I think that, despite the need to elaborate this position further than we have been able to do so far, we can already see that the Catholic social tradition has an answer to the decision synthesis problem. For if we recognise that the interplay of interests and negotiation only takes place on the basis of a deeper level, that of a shared common good between the stakeholders, then we can produce a criterion for deciding between their interests which would be something like: “How can we allocate the goods created by the business between the various stakeholders in such a way as to promote their common good, that which they hold in common, and on which the development of their particular, proper good is based?”.

III. By way of conclusion . . .

We already said above that it has to be admitted that the development of social contract and kantian approaches to business ethics and CSR is much more advanced than those within the Catholic social tradition.

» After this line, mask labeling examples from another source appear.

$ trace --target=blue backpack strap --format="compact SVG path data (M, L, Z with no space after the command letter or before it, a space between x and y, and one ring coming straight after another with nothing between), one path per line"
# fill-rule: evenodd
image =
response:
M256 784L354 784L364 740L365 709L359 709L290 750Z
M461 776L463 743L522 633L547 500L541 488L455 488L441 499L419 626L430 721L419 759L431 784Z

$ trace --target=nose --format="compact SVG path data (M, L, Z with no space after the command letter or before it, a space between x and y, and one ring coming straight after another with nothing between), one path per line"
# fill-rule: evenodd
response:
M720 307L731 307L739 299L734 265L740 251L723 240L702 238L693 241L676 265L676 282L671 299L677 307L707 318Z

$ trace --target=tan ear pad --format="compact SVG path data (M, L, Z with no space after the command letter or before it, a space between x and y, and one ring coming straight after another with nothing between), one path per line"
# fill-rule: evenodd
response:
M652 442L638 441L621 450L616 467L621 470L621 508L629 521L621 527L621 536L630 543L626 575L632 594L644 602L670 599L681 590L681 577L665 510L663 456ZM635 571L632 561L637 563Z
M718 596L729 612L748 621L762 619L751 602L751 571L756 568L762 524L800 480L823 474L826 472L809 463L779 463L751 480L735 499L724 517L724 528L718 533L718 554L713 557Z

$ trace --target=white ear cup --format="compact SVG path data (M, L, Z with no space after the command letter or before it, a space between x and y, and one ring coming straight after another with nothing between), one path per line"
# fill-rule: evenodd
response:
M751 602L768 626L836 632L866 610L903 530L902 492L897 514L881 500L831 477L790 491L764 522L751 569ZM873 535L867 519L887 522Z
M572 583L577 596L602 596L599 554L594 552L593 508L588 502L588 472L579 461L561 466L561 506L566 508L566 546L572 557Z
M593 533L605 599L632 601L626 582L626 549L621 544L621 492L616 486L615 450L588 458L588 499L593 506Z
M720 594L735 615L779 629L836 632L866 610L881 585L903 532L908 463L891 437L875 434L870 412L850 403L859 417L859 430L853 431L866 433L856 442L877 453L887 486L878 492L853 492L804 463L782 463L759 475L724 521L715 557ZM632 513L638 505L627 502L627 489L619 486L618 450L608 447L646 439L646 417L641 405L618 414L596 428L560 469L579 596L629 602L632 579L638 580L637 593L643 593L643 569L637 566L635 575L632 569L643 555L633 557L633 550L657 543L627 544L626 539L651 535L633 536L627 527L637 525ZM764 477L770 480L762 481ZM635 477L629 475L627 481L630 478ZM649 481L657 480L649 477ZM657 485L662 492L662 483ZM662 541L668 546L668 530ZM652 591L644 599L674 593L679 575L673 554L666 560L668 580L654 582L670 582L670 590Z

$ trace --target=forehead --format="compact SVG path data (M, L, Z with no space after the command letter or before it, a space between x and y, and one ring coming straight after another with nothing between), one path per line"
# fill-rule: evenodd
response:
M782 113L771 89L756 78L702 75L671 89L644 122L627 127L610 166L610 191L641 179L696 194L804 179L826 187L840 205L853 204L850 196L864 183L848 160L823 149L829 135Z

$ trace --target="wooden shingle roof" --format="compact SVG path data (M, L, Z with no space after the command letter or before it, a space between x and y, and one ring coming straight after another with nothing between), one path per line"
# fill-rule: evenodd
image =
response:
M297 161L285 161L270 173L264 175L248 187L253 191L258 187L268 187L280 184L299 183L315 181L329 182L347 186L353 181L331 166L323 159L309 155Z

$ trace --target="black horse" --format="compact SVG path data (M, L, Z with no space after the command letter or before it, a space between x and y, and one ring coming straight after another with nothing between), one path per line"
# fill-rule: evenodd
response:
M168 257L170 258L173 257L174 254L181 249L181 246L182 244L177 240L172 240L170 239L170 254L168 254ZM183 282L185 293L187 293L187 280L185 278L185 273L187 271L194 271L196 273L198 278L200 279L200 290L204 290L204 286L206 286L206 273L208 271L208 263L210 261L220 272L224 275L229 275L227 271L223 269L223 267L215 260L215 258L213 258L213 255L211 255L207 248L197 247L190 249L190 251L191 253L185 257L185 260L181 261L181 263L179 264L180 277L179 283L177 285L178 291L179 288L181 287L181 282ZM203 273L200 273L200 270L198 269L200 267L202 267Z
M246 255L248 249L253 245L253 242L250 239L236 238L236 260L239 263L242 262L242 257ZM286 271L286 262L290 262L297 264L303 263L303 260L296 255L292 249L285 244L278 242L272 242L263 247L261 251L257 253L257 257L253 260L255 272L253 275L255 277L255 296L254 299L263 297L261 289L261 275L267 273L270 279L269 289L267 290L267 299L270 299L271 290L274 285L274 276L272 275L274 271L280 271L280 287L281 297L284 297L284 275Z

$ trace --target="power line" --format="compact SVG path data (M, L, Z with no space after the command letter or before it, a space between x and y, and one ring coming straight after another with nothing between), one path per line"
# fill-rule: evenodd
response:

Partly, this is a function of dominantpdf ways of thinking within the university and business spheres, such that students and funds for research get directed into one of these dominant directions rather than towards any theory coming out of the Catholic social tradition, or any other religious tradition for that matter, and partly it is a function of a lack of application of resources (people and funds) to this issues on the part of those working within the Catholic social tradition. So, there is a lot that we can learn from what has been developed within these modes of thought. At the same time, there are, I think, some key ethical insights that the Catholic social tradition can offer regarding the ethical foundations for CSR, some of which we have tried to outline here. Hopefully, in the discussion we can deepen our understanding of how these two traditions can help each other overcome their weaknesses and increase their strengths.